This is going to be a bit of a rant, but with everything that’s going on in the world, I don’t think my tiny little voice will matter much.  However, I have always found that blogging makes me feel somewhat better. As someone with mental health training, I recommend journaling to any of my clients.  Blogging, I think, is much like journaling.

In the last week or so, I have been stirred by the double-standards that I continue to see among men and women.  Politics is taking on much of the same characteristics. The middle ground is being lost while extremes on one side or the other are seen as acceptable.

This post is going to be about body image and attraction. So, if this isn’t something you want to read, then I won’t be offended. Here goes…

I am a curvy woman.  I will never be a stick figure.  Even when I was at my lowest weight, I still had curves.  So, being compared or trying to measure up to swimsuit models and everything else society throws at me is a little overwhelming at times.  Many people ask me why my appearance matters to me. Well, for obvious reasons it does. Whether you want to hear it or not, the package attracts. I tell my students this all of the time. What happens when too much emphasis is placed on outward appearance? The answer to that is you disorders like anorexia, bulimia, body dysmorphic disorder, gender dysphoria, and a host of other mental health problems. Those issues have a direct effect on interpersonal relationships.

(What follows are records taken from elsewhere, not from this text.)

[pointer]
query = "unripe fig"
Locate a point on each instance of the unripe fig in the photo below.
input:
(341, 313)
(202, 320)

As a young girl, popular media showed me what was expected of me.  I needed to be beautiful, smart, desirable, and fit into a mold.  This perception didn’t just come from what men wanted. Rather it was driven home by women in my life; peers.  We have been told by the masses that we, as women, should hold one another up and rejoice in each other’s accomplishments. While I believe that is something we should most definitely do, we have been trained to devour each other. We have been taught to push one another down to rise to the top. Is that right? No, it isn’t. Is it reality? Unfortunately, yes.

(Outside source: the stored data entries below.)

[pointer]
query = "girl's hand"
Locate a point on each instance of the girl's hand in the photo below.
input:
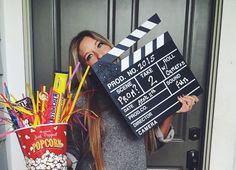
(187, 103)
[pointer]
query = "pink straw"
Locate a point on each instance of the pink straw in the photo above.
(73, 74)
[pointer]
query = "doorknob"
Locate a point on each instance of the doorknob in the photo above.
(192, 159)
(194, 133)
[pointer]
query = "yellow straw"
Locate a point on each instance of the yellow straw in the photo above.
(13, 98)
(23, 110)
(70, 74)
(77, 93)
(37, 101)
(32, 97)
(43, 102)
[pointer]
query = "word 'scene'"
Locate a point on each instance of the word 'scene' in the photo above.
(115, 82)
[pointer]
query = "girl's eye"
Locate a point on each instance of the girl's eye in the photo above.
(100, 44)
(89, 56)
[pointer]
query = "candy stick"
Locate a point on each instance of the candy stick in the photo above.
(13, 113)
(37, 101)
(23, 110)
(13, 98)
(85, 114)
(32, 97)
(43, 101)
(73, 74)
(7, 92)
(70, 78)
(77, 93)
(6, 133)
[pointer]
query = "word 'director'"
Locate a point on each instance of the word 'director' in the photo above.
(144, 86)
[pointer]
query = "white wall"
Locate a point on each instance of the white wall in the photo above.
(13, 67)
(223, 153)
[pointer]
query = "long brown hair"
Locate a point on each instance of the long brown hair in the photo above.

All of my life I have tried to fit a certain standard because it was expected of me.  As a result, I was anorexic. I suffered from body image issues and low self esteem. I have had to struggle all of my life to be attractive enough, skinny enough, nice enough, smart enough, good enough.  It is exhausting!  This week it came to a head for me.  This isn’t the first time I’ve reach a boiling point on this subject, nonetheless.

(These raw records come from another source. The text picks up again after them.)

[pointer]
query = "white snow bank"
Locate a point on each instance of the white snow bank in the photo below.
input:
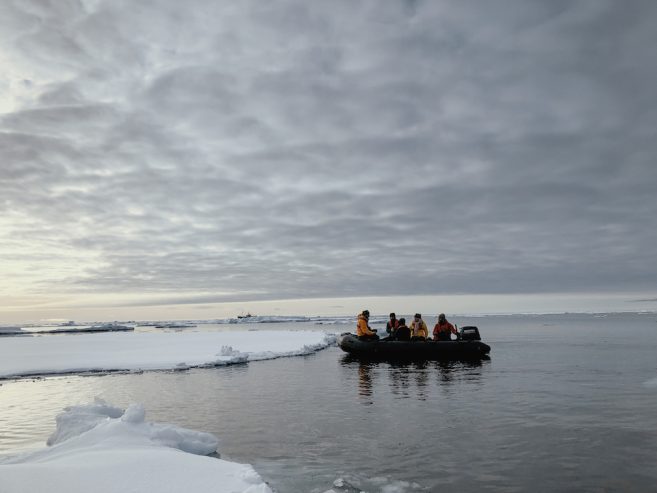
(101, 449)
(132, 351)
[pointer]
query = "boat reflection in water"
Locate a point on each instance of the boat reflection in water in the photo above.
(411, 380)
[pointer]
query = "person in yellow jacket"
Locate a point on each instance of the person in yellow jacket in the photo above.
(363, 330)
(419, 329)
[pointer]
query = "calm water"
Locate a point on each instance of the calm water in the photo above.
(566, 403)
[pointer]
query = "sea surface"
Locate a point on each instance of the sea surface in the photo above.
(565, 403)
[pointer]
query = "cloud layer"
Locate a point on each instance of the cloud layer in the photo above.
(214, 151)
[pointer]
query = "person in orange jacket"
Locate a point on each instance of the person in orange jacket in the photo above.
(392, 325)
(419, 330)
(443, 330)
(363, 330)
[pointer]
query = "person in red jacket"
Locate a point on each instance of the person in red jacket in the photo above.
(443, 330)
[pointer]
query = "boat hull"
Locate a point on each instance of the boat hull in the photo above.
(412, 350)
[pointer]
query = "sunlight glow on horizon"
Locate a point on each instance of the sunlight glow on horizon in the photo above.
(459, 305)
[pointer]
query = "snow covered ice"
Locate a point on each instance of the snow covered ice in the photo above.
(130, 351)
(102, 449)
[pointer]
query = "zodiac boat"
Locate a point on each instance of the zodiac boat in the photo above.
(468, 346)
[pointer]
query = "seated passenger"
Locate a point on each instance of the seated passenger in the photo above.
(363, 330)
(443, 330)
(392, 325)
(419, 330)
(403, 333)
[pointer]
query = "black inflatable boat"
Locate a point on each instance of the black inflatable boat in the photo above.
(469, 346)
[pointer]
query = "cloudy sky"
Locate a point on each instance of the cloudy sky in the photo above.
(213, 156)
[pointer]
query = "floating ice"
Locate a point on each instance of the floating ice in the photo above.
(102, 449)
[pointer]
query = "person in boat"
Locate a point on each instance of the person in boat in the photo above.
(363, 330)
(443, 330)
(419, 330)
(403, 333)
(392, 325)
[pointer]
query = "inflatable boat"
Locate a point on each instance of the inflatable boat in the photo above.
(468, 346)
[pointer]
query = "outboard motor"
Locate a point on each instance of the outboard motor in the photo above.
(469, 333)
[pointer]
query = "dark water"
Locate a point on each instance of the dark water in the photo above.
(566, 403)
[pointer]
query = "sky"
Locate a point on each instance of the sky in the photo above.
(164, 159)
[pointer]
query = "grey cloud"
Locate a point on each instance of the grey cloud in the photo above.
(338, 148)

On Facebook (I know.  There’s the first problem), there is a feature that allows me to like pages that others have liked. I happened to see a page of a half-naked chic who had been liked by MANY of my male mutual friends. Seriously though, who could blame them? This girl was a famous Sport Illustrated swim suit model. Tongues wagging and pants tight, of course men are going to click the “like” button. Still, it pissed me off because I thought, “Here we go. And people wonder why women feel like garbage about themselves.” Even though this situation shouldn’t have triggered me, it did. It went through me. The mantra played inside my mind: “You’ll never measure up to that. You’ll never be that. So, that means that you are unattractive and undesirable.” Those self-defeating messages have been thrown at us, both men and women, since we were children: If you don’t fall into this category, you’re worthless. I get that it’s a free country, and we are allowed to be attracted to whoever we want, but holding each other to this unrealistic standard is not helping anyone. In fact it’s damaging. It’s kind of like porn. Porn is not real. It doesn’t accurately represent healthy, sexual relationships. Nevertheless, young people who aren’t being educated otherwise will embrace the fiction of porn as truth, and they may perpetuate that onto their partner at some time or another.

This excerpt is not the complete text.